Saturday, January 12, 2013

Rare Magic Cards and Numbers Extant

Whenever the reserved list comes up in the Wizards forum the same old argument is revisited: for as long as the early very rare and most playable cards-for example, Black Lotus, are not reprinted, some of the most broken and storied cards in the game will not be played by the vast majority of Magic players. The format that allows a single Black Lotus to be included in a deck is the Vintage Constructed format. Suffice it to say that very few players in Magic play Vintage. There are some who play Legacy, in which almost any card can be played, but the Black Lotus is banned. Even Legacy gets very little play.

[The Black Lotus is the most famous Magic card. The power nine are the nine cards that are considered to be the most powerful and famous cards ever issued, with the Black Lotus being one of them. There is a tenth card that has been added (Library of Alexandria) and that is why sometimes you will come across the term Power Ten]

Its a fun conspiracy theory to think that Wizards has a massive stockpile of cards, especially from the Power Nine (P9), that they can release on command. This is very unlikely. The company may have a vault with a dozen Black Lotuses....maybe, and that would be it. There is a very long history in stamps and coins with examples of why the stockpile never happens: its because in the early years Wizards needed to sell the cards for its very survival.

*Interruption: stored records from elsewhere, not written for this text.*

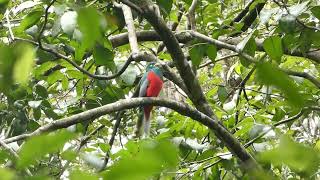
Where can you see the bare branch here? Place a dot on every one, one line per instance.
(182, 37)
(111, 141)
(12, 152)
(66, 58)
(192, 84)
(131, 29)
(182, 108)
(305, 75)
(45, 22)
(191, 16)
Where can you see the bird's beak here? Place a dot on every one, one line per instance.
(157, 64)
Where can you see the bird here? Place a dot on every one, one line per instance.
(151, 84)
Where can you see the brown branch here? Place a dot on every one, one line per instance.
(192, 84)
(220, 59)
(82, 143)
(131, 29)
(74, 64)
(182, 37)
(305, 75)
(111, 141)
(181, 108)
(45, 22)
(191, 16)
(13, 153)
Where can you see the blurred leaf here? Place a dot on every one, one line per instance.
(165, 5)
(298, 157)
(69, 155)
(6, 174)
(30, 19)
(278, 115)
(34, 104)
(24, 63)
(152, 158)
(316, 11)
(54, 77)
(41, 91)
(89, 25)
(297, 9)
(36, 147)
(271, 75)
(273, 47)
(104, 56)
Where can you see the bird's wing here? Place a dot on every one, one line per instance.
(144, 83)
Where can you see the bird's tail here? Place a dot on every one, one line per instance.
(144, 121)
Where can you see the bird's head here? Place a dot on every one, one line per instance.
(153, 66)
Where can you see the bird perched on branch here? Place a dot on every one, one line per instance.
(150, 86)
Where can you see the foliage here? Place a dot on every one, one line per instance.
(275, 95)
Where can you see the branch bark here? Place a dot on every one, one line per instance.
(182, 37)
(182, 108)
(192, 84)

The 1000 Black Lotuses sitting in the garages and attics of the world is another impossibility. By the basic rules of rarity almost every human being that is within the same building as a Black Lotus, has searched through their cards, found it, and done something with it: sell it, keep it safe.

Most likely, the total number of Black Lotuses extant is approximately twice the number of those that can be easily traced, if that.

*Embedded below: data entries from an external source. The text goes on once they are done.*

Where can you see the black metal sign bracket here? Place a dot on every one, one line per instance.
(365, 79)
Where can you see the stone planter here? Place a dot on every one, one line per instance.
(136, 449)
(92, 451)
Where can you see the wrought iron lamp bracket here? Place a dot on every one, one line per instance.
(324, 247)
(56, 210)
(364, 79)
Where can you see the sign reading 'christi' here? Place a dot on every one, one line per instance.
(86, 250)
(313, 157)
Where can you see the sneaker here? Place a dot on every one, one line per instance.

...and I guess I should explain a little more about the collecting viewpoint:

There is "type" collecting, in which all Black Lotus printings are bunched into one and have any to represent it check the collector's box. Anyone who defends the reserved list is effectively a type collector.

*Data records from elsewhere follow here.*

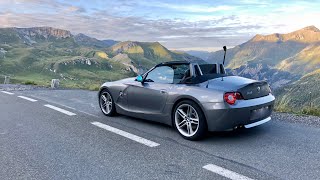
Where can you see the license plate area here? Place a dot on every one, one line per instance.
(260, 113)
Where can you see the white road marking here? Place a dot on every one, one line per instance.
(126, 134)
(225, 172)
(60, 110)
(6, 92)
(54, 102)
(26, 98)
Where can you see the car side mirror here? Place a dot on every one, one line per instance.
(139, 78)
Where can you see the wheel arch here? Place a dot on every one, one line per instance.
(190, 98)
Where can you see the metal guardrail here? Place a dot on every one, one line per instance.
(5, 79)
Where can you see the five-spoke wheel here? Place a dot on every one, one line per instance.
(189, 120)
(106, 103)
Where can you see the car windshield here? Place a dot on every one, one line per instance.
(169, 73)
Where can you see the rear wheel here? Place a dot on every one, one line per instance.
(189, 120)
(106, 103)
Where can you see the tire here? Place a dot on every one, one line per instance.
(106, 103)
(187, 114)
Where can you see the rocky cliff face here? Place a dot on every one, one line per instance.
(45, 32)
(308, 34)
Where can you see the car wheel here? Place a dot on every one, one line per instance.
(189, 120)
(106, 103)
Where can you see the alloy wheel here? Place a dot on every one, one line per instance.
(186, 120)
(106, 102)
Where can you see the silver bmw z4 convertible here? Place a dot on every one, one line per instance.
(193, 98)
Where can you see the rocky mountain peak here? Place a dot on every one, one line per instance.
(309, 34)
(311, 28)
(45, 32)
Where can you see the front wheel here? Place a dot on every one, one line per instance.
(106, 103)
(189, 120)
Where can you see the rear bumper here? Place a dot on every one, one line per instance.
(250, 113)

There is "explicit" collecting, in which each printing of the Black Lotus is a "thing" to collect, and no matter how many more are reprinted, the demand is always there for the original alpha and beta printings. The latter group has no use for the reserved list.

In stamps and coins type collecting is less prevalent than explicit collecting, and that is why I was saying that anyone coming from those hobbies to Magic has no use and will not understand the need for a reserved list (and I am one of them).

...and fleshing this further, if the type collectors are also those who play Vintage competitively, then what we have is a very small group of current players in a format keeping a very large number of potential players out of the format by defending the reserved list. If this is what is really going on, Wizards will have to decide which players to keep happy: the current small number of Vintage players, or the potentially very large number of future Vintage players if the P9/P10 were to be reprinted in large enough quantities (say, equivalent to current expansion Mythic Rares).

As Magic moves into a longer-running game, in order to keep the total number of players on the increase, each of the formats needs to be kept alive by a supply of playable and accessible cards. Standard is the cash cow right now. Modern is half-dead and Modern Masters should help it be something like Standard. Legacy and Vintage are pretty much non-existent when we do the population ratios (10,000,000 players versus, say, 10,000 players is 0.1 percent). Something could be in the corporate plan to help Legacy if Modern Masters succeeds, and then if the Legacy product that boosts the format works, next will likely be the revamping of Vintage, maybe even with new cards only for that format that will diminish the relative power of the P9. And of course, the P9 would have to be reprinted.